Wienbar joined the board in October 2024, within the 24-month exemption window, so the TSR underperformance trigger does not apply; she has relevant technology and public company board experience and serves on the audit committee with appropriate financial background.
Worley joined the board in October 2024, within the 24-month exemption window, so the TSR underperformance trigger does not apply; he has relevant financial due diligence and transactional experience.
Of the four Class II nominees, three (Kelln, Wienbar, Worley) joined in October 2024 and are exempt from the TSR trigger under the 24-month new-director rule. Sigler, who has served since July 2021, is subject to the full TSR trigger: Ingram Micro's 3-year stock return of +2.5% trails the XLK technology ETF benchmark by -81.7 percentage points, far exceeding the 50-point threshold applicable when absolute returns are in the low-positive range, and the 5-year record offers no relief. A vote AGAINST Sigler is warranted; the other three nominees receive a FOR.
Say on Pay
✓ FORCEO
Paul Bay
Total Comp
$9,665,531
Prior Support
98.79%%
CEO Paul Bay's total reported compensation of $9,665,531 for Fiscal Year 2025 is reasonable for a technology distribution company of Ingram Micro's scale (~$5.8B market cap, revenues between $12.5B and $50B per the proxy), and the proxy discloses that his base salary of $950,000 is actually below the 25th percentile of the peer group — suggesting the pay level is not inflated. The pay structure is well-designed: 65% of the CEO's total target direct compensation is performance-based (annual cash incentive tied to Adjusted EBITDA and Free Cash Flow, plus performance stock awards tied to non-GAAP Net Income, Adjusted ROIC, and Free Cash Flow over a three-year period), comfortably exceeding the 50-60% variable pay threshold; the remaining equity is time-vesting restricted stock units that still require continued service.

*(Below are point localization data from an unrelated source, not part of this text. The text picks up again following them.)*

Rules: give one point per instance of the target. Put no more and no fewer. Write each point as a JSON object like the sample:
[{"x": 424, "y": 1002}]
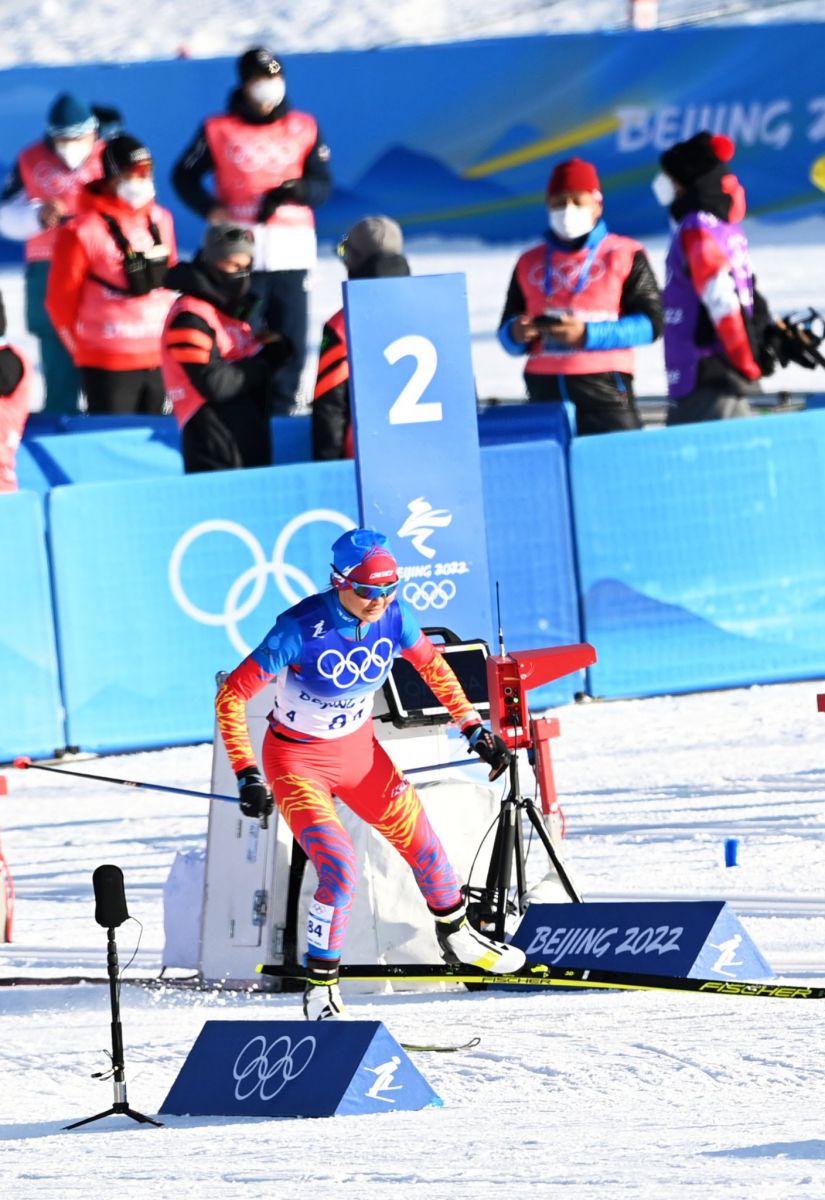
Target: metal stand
[
  {"x": 488, "y": 905},
  {"x": 120, "y": 1104}
]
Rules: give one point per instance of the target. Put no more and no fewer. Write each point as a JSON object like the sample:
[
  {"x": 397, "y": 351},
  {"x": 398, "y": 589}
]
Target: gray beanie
[
  {"x": 224, "y": 239},
  {"x": 373, "y": 235}
]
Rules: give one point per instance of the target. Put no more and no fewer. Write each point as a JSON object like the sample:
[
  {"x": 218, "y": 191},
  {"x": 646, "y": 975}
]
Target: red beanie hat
[{"x": 573, "y": 175}]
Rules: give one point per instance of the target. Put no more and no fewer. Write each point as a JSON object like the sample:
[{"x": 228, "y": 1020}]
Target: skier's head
[
  {"x": 262, "y": 78},
  {"x": 574, "y": 201},
  {"x": 365, "y": 573}
]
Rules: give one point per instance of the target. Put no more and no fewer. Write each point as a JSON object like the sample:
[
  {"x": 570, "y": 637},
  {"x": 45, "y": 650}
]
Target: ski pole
[{"x": 24, "y": 763}]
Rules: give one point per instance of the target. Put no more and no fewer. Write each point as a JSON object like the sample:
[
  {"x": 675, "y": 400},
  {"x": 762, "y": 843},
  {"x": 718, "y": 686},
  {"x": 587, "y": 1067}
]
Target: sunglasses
[{"x": 367, "y": 591}]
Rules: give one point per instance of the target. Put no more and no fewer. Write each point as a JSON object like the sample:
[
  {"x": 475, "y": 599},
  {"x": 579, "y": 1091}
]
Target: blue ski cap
[{"x": 363, "y": 556}]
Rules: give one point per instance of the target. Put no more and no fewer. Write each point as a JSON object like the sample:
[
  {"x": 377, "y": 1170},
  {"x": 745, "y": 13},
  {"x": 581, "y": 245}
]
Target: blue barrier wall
[
  {"x": 702, "y": 555},
  {"x": 30, "y": 706},
  {"x": 469, "y": 151}
]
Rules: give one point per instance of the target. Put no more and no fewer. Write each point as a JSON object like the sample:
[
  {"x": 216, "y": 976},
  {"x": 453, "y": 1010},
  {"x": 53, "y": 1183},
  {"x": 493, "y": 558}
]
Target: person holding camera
[
  {"x": 106, "y": 293},
  {"x": 327, "y": 655},
  {"x": 216, "y": 369},
  {"x": 578, "y": 304}
]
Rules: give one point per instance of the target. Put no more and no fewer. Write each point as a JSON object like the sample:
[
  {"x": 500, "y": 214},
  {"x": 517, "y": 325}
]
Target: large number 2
[{"x": 407, "y": 409}]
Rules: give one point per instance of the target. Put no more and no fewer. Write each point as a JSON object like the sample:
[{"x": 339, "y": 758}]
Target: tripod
[
  {"x": 488, "y": 905},
  {"x": 120, "y": 1103}
]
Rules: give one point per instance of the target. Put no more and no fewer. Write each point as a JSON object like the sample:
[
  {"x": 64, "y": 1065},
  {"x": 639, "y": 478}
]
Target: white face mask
[
  {"x": 136, "y": 192},
  {"x": 74, "y": 151},
  {"x": 663, "y": 190},
  {"x": 268, "y": 93},
  {"x": 572, "y": 221}
]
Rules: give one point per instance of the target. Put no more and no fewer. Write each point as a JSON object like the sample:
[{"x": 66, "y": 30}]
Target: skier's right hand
[{"x": 256, "y": 797}]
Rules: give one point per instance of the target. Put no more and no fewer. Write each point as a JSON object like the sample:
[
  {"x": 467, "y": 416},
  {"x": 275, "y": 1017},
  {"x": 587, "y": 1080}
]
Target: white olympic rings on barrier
[
  {"x": 362, "y": 664},
  {"x": 428, "y": 593},
  {"x": 288, "y": 577},
  {"x": 266, "y": 1069}
]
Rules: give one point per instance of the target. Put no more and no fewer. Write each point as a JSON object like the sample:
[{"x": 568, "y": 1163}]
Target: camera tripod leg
[{"x": 552, "y": 853}]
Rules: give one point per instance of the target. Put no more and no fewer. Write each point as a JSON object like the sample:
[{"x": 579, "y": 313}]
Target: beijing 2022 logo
[{"x": 246, "y": 591}]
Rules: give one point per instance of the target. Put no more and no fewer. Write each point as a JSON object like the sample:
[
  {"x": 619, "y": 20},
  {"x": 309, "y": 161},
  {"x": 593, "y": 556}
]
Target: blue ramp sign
[{"x": 416, "y": 436}]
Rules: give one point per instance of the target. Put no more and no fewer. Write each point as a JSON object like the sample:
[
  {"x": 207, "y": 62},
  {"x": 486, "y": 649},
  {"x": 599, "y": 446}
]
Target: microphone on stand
[{"x": 109, "y": 897}]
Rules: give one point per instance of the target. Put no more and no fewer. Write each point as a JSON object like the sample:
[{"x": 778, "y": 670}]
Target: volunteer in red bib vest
[
  {"x": 270, "y": 168},
  {"x": 14, "y": 401},
  {"x": 577, "y": 305},
  {"x": 373, "y": 249},
  {"x": 40, "y": 195},
  {"x": 106, "y": 293},
  {"x": 215, "y": 369}
]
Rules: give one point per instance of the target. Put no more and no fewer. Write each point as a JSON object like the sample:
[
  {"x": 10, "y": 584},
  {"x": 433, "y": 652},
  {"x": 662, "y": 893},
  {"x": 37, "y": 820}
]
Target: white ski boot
[
  {"x": 462, "y": 943},
  {"x": 321, "y": 995}
]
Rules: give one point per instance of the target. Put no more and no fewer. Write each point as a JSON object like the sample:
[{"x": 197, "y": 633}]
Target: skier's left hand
[{"x": 489, "y": 748}]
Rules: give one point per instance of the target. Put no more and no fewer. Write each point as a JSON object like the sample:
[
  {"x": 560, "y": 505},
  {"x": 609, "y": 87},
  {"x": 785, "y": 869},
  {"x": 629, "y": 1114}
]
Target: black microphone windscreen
[{"x": 109, "y": 897}]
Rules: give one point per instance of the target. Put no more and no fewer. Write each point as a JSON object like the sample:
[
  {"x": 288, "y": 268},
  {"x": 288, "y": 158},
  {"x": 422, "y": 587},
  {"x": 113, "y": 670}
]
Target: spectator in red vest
[
  {"x": 271, "y": 171},
  {"x": 14, "y": 396},
  {"x": 578, "y": 303},
  {"x": 106, "y": 292},
  {"x": 40, "y": 195},
  {"x": 216, "y": 370},
  {"x": 372, "y": 250}
]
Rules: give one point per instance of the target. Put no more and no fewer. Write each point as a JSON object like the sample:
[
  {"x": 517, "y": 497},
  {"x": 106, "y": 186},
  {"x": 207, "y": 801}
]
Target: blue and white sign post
[{"x": 416, "y": 436}]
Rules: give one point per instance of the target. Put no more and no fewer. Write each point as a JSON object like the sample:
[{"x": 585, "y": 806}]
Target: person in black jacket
[
  {"x": 216, "y": 370},
  {"x": 577, "y": 305},
  {"x": 373, "y": 249},
  {"x": 271, "y": 171}
]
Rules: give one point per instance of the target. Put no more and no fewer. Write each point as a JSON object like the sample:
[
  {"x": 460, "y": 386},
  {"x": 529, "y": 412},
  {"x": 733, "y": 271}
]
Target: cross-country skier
[{"x": 327, "y": 657}]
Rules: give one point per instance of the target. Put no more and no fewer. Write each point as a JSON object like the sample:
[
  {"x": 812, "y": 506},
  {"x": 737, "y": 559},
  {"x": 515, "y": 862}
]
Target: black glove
[
  {"x": 291, "y": 191},
  {"x": 276, "y": 351},
  {"x": 256, "y": 797},
  {"x": 489, "y": 748}
]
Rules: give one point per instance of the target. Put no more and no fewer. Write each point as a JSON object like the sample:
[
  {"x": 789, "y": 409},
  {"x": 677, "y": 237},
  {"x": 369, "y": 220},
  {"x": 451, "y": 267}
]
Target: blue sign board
[
  {"x": 694, "y": 940},
  {"x": 416, "y": 435},
  {"x": 296, "y": 1069}
]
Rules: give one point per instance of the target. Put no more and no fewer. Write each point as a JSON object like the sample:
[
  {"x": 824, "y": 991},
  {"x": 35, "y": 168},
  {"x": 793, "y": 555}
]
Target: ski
[
  {"x": 541, "y": 976},
  {"x": 439, "y": 1047}
]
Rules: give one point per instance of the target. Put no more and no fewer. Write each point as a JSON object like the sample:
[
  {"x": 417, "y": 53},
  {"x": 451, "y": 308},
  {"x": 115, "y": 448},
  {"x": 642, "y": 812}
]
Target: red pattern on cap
[{"x": 573, "y": 175}]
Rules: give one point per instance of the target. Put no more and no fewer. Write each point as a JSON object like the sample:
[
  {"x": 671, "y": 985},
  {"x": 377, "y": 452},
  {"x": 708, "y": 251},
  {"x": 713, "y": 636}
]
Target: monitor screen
[{"x": 411, "y": 702}]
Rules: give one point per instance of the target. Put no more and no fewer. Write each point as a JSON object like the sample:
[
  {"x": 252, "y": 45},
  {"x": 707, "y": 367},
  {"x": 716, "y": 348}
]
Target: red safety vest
[
  {"x": 46, "y": 177},
  {"x": 584, "y": 283},
  {"x": 234, "y": 340},
  {"x": 13, "y": 415}
]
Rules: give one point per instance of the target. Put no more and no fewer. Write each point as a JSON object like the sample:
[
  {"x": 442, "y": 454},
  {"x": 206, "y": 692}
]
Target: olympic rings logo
[
  {"x": 294, "y": 583},
  {"x": 429, "y": 593},
  {"x": 362, "y": 664},
  {"x": 266, "y": 1069}
]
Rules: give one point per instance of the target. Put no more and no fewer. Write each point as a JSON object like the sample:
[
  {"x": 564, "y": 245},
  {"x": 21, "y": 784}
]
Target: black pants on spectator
[
  {"x": 604, "y": 402},
  {"x": 285, "y": 310},
  {"x": 228, "y": 436},
  {"x": 122, "y": 391}
]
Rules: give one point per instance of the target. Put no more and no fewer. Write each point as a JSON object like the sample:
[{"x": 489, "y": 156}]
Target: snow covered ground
[{"x": 589, "y": 1095}]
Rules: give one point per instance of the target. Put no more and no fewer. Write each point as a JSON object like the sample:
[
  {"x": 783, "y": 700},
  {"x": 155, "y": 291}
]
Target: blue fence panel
[
  {"x": 702, "y": 553},
  {"x": 157, "y": 587},
  {"x": 30, "y": 707},
  {"x": 530, "y": 549}
]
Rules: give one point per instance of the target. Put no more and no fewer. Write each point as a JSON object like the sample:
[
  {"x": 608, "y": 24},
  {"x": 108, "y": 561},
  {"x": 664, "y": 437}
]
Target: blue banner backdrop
[
  {"x": 470, "y": 151},
  {"x": 30, "y": 706},
  {"x": 702, "y": 555},
  {"x": 417, "y": 460}
]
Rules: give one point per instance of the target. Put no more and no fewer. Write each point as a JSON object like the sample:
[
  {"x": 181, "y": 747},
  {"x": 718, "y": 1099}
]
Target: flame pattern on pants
[{"x": 356, "y": 768}]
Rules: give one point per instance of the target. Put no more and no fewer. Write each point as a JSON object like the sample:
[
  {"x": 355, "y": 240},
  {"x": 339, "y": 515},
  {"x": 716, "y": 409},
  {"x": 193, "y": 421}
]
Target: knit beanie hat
[
  {"x": 573, "y": 175},
  {"x": 688, "y": 161},
  {"x": 70, "y": 118},
  {"x": 258, "y": 64},
  {"x": 122, "y": 155},
  {"x": 224, "y": 239},
  {"x": 371, "y": 237}
]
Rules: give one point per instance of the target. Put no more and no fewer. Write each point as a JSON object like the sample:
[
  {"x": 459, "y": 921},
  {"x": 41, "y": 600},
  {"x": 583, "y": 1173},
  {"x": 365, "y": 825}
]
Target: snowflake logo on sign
[{"x": 422, "y": 522}]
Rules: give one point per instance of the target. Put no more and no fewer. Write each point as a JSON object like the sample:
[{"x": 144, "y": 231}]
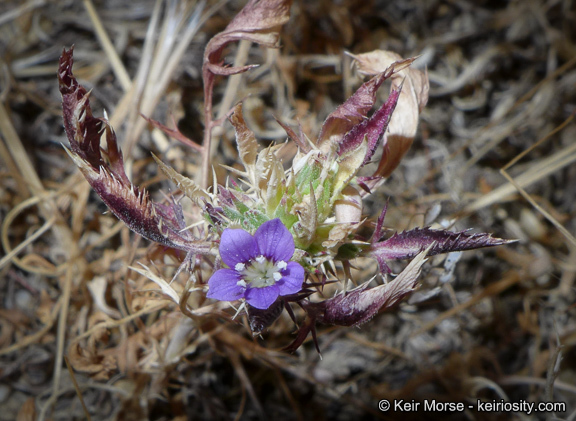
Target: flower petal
[
  {"x": 262, "y": 298},
  {"x": 237, "y": 246},
  {"x": 223, "y": 285},
  {"x": 275, "y": 241},
  {"x": 292, "y": 279}
]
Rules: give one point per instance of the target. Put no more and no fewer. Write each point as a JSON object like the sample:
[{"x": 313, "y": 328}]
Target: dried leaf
[
  {"x": 413, "y": 97},
  {"x": 370, "y": 130},
  {"x": 349, "y": 207},
  {"x": 188, "y": 186},
  {"x": 307, "y": 211},
  {"x": 408, "y": 244},
  {"x": 165, "y": 287},
  {"x": 104, "y": 170},
  {"x": 353, "y": 111},
  {"x": 358, "y": 306},
  {"x": 259, "y": 21},
  {"x": 245, "y": 139}
]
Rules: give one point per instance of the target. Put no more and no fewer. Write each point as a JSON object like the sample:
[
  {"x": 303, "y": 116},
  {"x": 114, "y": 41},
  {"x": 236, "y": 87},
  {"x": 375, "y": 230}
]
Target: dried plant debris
[{"x": 277, "y": 220}]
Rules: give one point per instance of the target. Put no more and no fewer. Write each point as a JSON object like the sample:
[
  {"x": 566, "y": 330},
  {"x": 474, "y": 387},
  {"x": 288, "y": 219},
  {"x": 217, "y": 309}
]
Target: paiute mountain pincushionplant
[{"x": 276, "y": 241}]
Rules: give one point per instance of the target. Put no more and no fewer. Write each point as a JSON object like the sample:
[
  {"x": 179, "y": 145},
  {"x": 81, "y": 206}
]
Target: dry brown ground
[{"x": 501, "y": 326}]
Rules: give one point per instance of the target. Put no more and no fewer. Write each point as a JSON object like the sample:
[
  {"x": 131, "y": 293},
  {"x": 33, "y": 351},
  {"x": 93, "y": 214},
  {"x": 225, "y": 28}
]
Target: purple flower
[{"x": 260, "y": 269}]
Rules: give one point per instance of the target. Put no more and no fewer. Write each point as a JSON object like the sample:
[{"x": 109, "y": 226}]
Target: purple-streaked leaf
[
  {"x": 259, "y": 21},
  {"x": 104, "y": 170},
  {"x": 408, "y": 244},
  {"x": 356, "y": 307},
  {"x": 352, "y": 112},
  {"x": 245, "y": 139},
  {"x": 371, "y": 129}
]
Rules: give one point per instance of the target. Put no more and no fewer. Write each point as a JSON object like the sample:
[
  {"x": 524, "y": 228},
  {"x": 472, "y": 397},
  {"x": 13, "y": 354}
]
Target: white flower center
[{"x": 261, "y": 272}]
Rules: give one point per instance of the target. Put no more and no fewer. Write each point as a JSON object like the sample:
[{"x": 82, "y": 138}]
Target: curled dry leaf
[
  {"x": 358, "y": 306},
  {"x": 408, "y": 244},
  {"x": 413, "y": 97},
  {"x": 259, "y": 21},
  {"x": 353, "y": 308},
  {"x": 104, "y": 170}
]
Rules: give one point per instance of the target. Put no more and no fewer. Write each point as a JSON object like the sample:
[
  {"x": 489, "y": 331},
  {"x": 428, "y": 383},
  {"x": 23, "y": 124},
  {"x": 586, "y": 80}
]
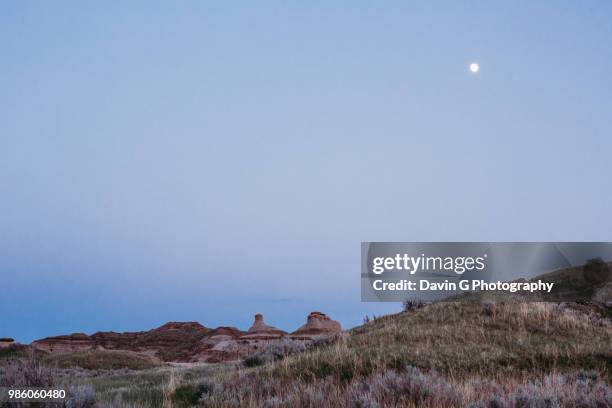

The company received 98.79% support on Say on Pay at the 2025 annual meeting, maintains both a mandatory Dodd-Frank clawback policy and a broader discretionary clawback policy, and the annual bonus was voluntarily capped at 120% (below the formula result of 122.27%) — all of which reflect sound governance around incentive pay.
Auditor Ratification
✗ AGAINSTAuditor
PricewaterhouseCoopers LLP
Tenure
31 yrs
Audit Fees
$12,465,203
Non-Audit Fees
$2,833,113
PwC has audited Ingram Micro continuously since at least 1994 — a tenure of approximately 31 years — which exceeds the 25-year threshold that triggers a no vote under our policy; the proxy does not provide a specific and compelling rationale for continued engagement such as a disclosed multi-year rotation plan or exceptional audit quality metrics that would override this trigger. The non-audit fee ratio of approximately 22.7% is comfortably below the 50% independence threshold and does not raise additional concerns, but the tenure issue alone is sufficient to warrant a vote against ratification.
Overall Assessment
The 2026 Ingram Micro annual meeting presents three proposals: a director election slate of four Class II nominees (one of whom, Mary Ann Sigler, receives an AGAINST vote due to sustained and severe stock underperformance during her tenure since 2021), an auditor ratification for PwC that receives an AGAINST vote solely due to PwC's approximately 31-year tenure exceeding the policy's 25-year independence threshold, and a Say on Pay proposal that receives a FOR vote given a reasonable and well-structured pay program with strong shareholder support in the prior year. No stockholder proposals appear on this ballot.